Wednesday 8 March 2017

Hands-off with Middle Earth: Shadow of War: Will it be as good as it looks?

SAN FRANCISCO—Before I gush about how slick and action-packed Middle Earth: Shadow of War is looking before it comes out for PC and consoles, I'd like to offer a huge warning: I didn't get to play it. Warner Bros. Interactive hosted the Tolkien-universe game's first major demo at a state-of-the-art movie theater down the block from last week's Game Developers Conference. The developers at Monolith carefully hid their controllers behind a theater seat, and the game doesn't come out for almost six months.

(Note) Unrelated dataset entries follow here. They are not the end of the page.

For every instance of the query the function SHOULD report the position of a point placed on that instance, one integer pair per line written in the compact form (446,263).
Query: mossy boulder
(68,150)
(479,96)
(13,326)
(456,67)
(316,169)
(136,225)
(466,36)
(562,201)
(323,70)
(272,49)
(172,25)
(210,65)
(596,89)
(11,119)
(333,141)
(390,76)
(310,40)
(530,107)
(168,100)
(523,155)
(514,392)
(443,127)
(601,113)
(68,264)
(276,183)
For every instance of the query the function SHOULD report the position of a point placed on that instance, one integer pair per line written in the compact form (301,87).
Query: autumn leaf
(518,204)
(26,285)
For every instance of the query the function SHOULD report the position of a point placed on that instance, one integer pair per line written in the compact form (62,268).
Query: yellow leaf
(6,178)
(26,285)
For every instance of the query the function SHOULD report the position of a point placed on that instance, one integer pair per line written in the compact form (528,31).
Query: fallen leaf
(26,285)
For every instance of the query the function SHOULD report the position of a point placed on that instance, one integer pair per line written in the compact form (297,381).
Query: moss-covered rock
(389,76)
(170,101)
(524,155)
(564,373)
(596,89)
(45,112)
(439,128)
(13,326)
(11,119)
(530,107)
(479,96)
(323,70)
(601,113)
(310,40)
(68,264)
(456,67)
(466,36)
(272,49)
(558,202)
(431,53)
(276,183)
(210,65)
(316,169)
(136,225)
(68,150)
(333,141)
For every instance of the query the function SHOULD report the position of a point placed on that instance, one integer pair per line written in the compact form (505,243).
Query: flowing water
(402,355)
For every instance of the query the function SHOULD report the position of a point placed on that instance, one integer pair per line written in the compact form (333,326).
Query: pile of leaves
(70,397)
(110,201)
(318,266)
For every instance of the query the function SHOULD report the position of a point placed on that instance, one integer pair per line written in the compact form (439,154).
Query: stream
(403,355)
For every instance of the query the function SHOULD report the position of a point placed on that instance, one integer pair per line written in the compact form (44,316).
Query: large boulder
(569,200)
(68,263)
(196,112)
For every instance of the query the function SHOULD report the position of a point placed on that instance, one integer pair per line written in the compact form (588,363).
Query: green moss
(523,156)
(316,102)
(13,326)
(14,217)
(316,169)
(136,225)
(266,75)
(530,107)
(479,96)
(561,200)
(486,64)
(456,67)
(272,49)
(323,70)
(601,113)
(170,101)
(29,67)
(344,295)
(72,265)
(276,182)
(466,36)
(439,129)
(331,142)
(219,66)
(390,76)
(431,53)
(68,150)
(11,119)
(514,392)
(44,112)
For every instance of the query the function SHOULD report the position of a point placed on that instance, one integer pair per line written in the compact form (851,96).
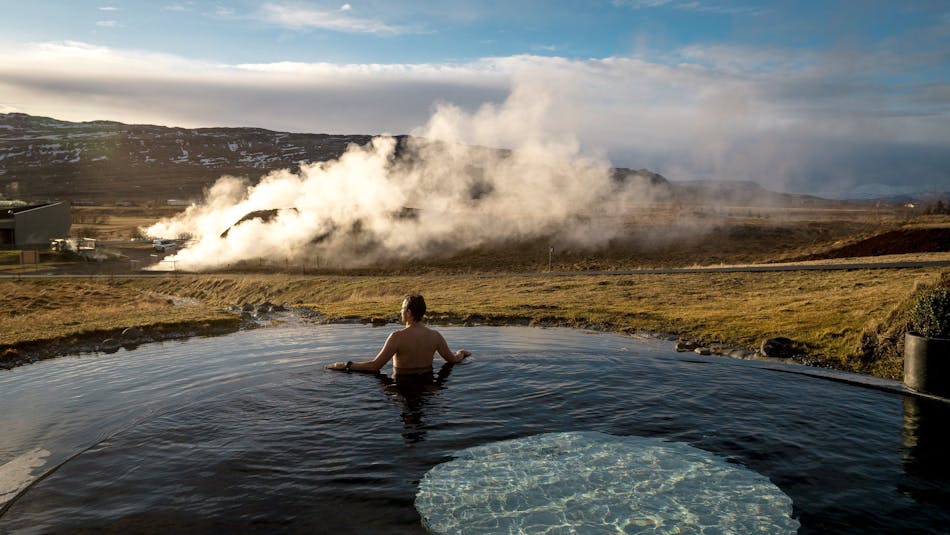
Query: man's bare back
(412,348)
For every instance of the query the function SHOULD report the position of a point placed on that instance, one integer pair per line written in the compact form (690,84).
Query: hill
(102,162)
(105,161)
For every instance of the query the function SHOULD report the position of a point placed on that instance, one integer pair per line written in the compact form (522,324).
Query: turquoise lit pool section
(590,482)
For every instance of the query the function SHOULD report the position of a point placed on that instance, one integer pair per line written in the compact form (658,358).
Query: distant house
(34,225)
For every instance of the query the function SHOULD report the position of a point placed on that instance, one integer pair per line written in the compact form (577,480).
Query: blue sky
(800,96)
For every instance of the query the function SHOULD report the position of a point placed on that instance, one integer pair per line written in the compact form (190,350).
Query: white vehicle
(164,246)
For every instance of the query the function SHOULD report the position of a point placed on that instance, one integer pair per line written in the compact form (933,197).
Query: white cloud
(296,17)
(179,7)
(778,117)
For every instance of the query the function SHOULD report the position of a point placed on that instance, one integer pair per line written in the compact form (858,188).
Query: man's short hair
(415,304)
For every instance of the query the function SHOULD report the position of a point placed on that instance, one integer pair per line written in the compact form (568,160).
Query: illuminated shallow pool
(249,432)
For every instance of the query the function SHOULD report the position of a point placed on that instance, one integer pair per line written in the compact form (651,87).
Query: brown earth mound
(905,241)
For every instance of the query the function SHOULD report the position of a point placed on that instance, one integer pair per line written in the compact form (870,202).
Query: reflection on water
(926,437)
(248,432)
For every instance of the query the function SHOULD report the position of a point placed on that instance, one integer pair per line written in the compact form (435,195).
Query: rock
(131,334)
(683,346)
(780,348)
(109,345)
(743,354)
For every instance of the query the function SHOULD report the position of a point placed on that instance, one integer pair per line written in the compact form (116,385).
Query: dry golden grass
(827,310)
(35,310)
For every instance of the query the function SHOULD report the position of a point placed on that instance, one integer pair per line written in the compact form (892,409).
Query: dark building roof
(7,213)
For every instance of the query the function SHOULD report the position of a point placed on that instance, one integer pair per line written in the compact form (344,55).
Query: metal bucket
(927,365)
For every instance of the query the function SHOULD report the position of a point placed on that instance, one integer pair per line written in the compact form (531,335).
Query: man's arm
(384,355)
(446,353)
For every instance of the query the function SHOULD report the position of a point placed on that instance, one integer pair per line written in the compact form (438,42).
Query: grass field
(834,314)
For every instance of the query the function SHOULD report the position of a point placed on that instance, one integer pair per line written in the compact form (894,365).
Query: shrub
(930,315)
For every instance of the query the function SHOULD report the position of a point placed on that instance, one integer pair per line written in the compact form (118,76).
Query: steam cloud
(440,193)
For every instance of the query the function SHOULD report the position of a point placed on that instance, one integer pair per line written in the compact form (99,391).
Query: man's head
(416,305)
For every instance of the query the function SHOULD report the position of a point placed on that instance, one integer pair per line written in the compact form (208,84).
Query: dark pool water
(248,432)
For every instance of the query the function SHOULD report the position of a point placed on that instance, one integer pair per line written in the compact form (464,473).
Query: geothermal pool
(542,428)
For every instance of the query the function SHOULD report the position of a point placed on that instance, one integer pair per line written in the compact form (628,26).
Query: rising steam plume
(432,194)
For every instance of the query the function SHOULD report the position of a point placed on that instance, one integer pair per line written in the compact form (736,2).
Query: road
(760,268)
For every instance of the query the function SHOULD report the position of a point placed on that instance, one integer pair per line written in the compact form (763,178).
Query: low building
(34,225)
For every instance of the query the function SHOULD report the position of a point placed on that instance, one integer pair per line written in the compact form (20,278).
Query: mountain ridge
(109,161)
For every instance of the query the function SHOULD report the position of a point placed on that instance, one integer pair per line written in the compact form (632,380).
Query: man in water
(412,348)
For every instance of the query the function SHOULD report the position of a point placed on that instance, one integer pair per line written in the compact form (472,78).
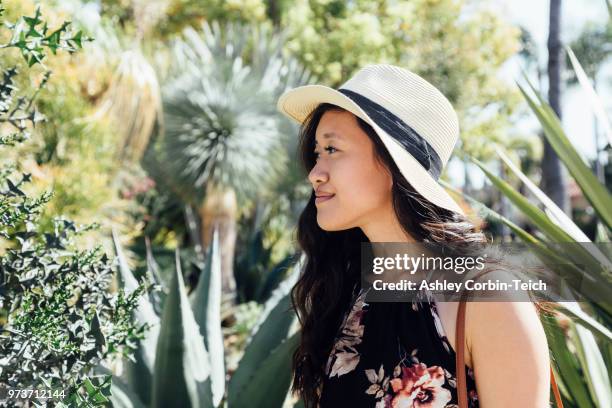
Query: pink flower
(420,386)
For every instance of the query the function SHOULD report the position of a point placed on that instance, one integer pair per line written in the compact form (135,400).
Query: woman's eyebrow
(329,135)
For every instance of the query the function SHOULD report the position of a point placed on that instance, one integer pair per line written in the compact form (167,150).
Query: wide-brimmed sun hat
(414,120)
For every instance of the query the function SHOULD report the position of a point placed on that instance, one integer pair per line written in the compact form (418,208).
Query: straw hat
(416,123)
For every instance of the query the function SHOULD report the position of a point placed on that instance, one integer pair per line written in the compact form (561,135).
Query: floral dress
(392,355)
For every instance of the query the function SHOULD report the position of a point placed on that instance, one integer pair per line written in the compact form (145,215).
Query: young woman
(373,150)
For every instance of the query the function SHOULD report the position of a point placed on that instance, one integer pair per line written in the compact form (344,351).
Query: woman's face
(353,189)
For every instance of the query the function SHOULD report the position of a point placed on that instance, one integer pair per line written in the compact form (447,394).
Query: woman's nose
(317,176)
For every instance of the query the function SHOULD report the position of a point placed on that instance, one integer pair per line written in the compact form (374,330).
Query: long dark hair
(327,283)
(332,270)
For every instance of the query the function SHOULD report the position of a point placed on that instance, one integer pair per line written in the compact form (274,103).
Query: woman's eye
(329,149)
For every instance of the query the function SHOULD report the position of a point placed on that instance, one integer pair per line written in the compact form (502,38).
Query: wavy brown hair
(330,276)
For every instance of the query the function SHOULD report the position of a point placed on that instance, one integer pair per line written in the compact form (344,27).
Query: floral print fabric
(392,355)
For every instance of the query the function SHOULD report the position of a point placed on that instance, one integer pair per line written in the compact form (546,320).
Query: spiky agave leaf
(221,124)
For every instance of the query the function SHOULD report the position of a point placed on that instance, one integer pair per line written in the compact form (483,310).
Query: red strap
(460,363)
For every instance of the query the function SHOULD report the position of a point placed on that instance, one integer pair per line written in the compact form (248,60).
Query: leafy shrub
(58,319)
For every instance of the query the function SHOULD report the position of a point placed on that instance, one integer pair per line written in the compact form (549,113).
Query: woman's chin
(331,225)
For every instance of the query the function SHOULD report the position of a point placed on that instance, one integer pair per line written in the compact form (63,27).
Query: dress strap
(460,363)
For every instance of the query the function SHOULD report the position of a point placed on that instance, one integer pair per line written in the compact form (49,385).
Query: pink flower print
(420,386)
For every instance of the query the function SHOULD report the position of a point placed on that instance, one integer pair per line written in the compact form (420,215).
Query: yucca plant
(181,360)
(223,143)
(581,346)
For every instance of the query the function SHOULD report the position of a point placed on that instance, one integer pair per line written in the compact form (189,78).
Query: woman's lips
(323,198)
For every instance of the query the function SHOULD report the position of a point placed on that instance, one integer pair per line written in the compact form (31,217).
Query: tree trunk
(554,178)
(220,209)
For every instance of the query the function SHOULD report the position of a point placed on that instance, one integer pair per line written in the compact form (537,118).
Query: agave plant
(181,360)
(581,345)
(222,143)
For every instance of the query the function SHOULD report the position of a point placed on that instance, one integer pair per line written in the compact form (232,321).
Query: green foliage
(58,318)
(581,346)
(189,354)
(31,35)
(221,124)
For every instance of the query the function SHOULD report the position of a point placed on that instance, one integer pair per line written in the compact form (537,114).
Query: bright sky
(576,112)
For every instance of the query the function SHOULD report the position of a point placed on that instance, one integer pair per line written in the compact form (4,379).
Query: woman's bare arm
(509,354)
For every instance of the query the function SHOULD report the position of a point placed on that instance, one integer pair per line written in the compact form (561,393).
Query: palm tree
(554,179)
(592,48)
(222,144)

For some incomplete games' previews, those are tolerable limitations, especially if their basic gameplay systems (combat, strategy, interface) are neatly spelled out. And in a few ways, what I saw looks like a "bigger and better" Middle Earth: Shadow of Mordor. That isn't a terrible conclusion to draw. (While uneven in some respects, the 2014 action-adventure game enjoyed a solid reception by making the most of its Tolkien license, as opposed to being chained to a single book or film's exact plot.)

But, in too many other ways, Shadow of War is aiming its swords, axes, arrows, and spectral super-powers a lot higher this time—and doing so in an action-adventure market that is looking quite different than it did in 2014. Thus, my challenge is to piece together how many parts of the demo were withheld for mystery's sake as opposed to being incomplete or bad.